Background
China faced the most significant challenge from stroke because it imposes a heavy burden on families, national health services, social services, and the economy. The length of hospital stay (LOS) was an essential indicator of utilization of medical services and was usually used to assess the efficiency of hospital management and patient quality of care. This study established a prediction model based on the machine learning algorithm to predict the ischemic stroke patients' LOS.
Methods
A total of 18,195 ischemic stroke patients' electronic medical records and 28 attributes were extracted from electronic medical records in a large comprehensive hospital in China.

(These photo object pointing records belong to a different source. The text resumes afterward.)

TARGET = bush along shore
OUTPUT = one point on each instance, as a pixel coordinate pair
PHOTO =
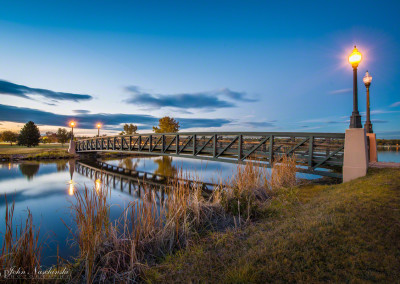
(56, 154)
(260, 226)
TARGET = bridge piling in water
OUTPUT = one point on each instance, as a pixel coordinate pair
(315, 153)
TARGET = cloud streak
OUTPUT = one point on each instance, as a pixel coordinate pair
(88, 121)
(340, 91)
(209, 100)
(8, 88)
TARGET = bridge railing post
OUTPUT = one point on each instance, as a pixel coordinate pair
(215, 146)
(177, 144)
(271, 150)
(310, 151)
(194, 144)
(240, 145)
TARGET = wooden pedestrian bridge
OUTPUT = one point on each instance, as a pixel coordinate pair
(134, 182)
(316, 153)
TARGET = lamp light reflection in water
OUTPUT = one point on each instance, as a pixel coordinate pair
(97, 184)
(71, 188)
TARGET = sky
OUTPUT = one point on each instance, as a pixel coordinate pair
(212, 65)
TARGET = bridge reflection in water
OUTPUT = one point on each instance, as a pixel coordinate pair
(133, 181)
(314, 152)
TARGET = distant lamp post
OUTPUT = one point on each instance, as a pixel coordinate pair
(367, 81)
(72, 124)
(355, 59)
(98, 129)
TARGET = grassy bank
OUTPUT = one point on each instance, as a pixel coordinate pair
(341, 233)
(43, 151)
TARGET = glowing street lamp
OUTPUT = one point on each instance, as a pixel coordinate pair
(355, 59)
(98, 129)
(367, 81)
(72, 124)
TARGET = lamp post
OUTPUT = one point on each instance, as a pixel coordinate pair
(98, 129)
(355, 118)
(72, 124)
(367, 81)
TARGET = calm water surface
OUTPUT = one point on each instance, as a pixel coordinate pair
(46, 189)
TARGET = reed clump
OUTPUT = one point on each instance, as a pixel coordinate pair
(21, 248)
(253, 185)
(91, 215)
(145, 232)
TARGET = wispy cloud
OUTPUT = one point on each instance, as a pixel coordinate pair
(81, 111)
(381, 111)
(22, 91)
(379, 121)
(396, 104)
(87, 121)
(341, 91)
(209, 100)
(321, 120)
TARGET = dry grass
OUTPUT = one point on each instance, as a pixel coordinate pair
(254, 184)
(343, 233)
(91, 215)
(143, 234)
(21, 247)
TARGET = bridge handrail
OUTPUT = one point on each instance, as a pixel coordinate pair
(279, 134)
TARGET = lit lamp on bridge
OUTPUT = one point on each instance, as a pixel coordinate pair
(355, 59)
(356, 158)
(72, 124)
(367, 81)
(98, 129)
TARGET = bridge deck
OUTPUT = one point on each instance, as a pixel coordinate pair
(316, 153)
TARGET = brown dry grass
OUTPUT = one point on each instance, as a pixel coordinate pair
(253, 185)
(21, 247)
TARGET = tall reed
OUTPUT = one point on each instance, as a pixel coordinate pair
(91, 215)
(21, 247)
(254, 183)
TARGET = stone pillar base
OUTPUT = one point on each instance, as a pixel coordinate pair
(373, 151)
(355, 162)
(71, 148)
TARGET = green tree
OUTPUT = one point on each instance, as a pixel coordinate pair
(9, 136)
(29, 169)
(166, 125)
(129, 129)
(63, 135)
(29, 135)
(45, 140)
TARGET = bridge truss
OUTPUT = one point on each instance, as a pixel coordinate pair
(315, 153)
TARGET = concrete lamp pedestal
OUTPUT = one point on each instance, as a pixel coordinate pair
(373, 150)
(355, 163)
(71, 148)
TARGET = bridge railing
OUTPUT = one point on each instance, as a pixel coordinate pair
(313, 151)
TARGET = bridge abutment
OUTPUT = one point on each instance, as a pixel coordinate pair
(355, 163)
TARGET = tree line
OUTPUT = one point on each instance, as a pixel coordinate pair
(30, 136)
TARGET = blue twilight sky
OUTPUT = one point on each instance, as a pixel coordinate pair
(214, 65)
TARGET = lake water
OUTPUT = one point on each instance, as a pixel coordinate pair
(47, 188)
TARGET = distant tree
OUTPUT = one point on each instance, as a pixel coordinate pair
(9, 136)
(166, 125)
(29, 135)
(129, 129)
(29, 169)
(63, 135)
(52, 136)
(45, 140)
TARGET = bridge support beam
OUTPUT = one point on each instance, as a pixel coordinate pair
(355, 163)
(373, 151)
(72, 147)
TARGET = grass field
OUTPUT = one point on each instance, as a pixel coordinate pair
(6, 149)
(325, 233)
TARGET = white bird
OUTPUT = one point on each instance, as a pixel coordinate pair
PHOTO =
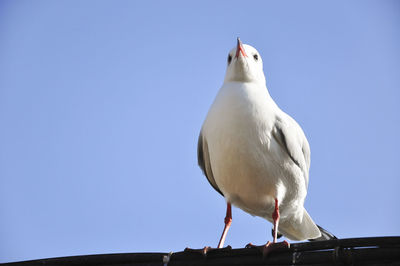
(254, 154)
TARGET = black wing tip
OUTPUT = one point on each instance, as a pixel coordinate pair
(325, 235)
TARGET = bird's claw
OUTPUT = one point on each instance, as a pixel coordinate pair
(204, 251)
(270, 247)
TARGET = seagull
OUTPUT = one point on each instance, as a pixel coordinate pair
(255, 155)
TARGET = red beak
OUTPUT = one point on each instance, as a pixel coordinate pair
(240, 49)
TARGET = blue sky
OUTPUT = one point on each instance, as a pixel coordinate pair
(101, 103)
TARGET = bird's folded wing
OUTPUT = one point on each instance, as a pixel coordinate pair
(203, 158)
(292, 140)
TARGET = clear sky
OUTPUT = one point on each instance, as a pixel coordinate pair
(101, 103)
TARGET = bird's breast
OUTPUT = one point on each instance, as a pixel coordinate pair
(238, 131)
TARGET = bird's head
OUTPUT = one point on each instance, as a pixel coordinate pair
(244, 64)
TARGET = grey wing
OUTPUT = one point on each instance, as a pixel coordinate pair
(291, 138)
(203, 158)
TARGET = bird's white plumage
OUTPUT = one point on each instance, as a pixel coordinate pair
(257, 152)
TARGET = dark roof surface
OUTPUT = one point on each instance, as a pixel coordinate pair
(351, 251)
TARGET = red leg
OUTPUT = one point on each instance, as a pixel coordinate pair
(228, 221)
(275, 217)
(269, 247)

After preprocessing the data and feature selection, the XGBoost algorithm was used for building a machine learning model. The 10-fold cross-validation was used for model validation. The accuracy (ACC), recall rate (RE) and F1 measure were used to evaluate the performance of the prediction model of LOS of ischemic stroke patients. Finally, the XGBoost algorithm was used to identify and remove irrelevant features by ranking all attributes based on feature importance.
Results
The average ACC, RE and F1 measure were 0.96, 0.82 and 0.79, respectively, under the 10-fold cross-validation. According to the analysis of the importance of features, the LOS of ischemic stroke patients was affected by demographic characteristics, past medical history, admission examination features, and operation characteristics. Finally, the features, including NIHSS, MRS, Hemiplegia aphasia, age, BMI and TIA etc. were found to be the top ten features in importance in predicting the LOS of ischemic stroke patients.
Conclusions
The XGBoost algorithm was an appropriate machine learning method for predicting the LOS of patients with ischemic stroke. Based on the prediction model, an intelligent medical management prediction system could be developed to predict the LOS based on ischemic stroke patients' electronic medical records.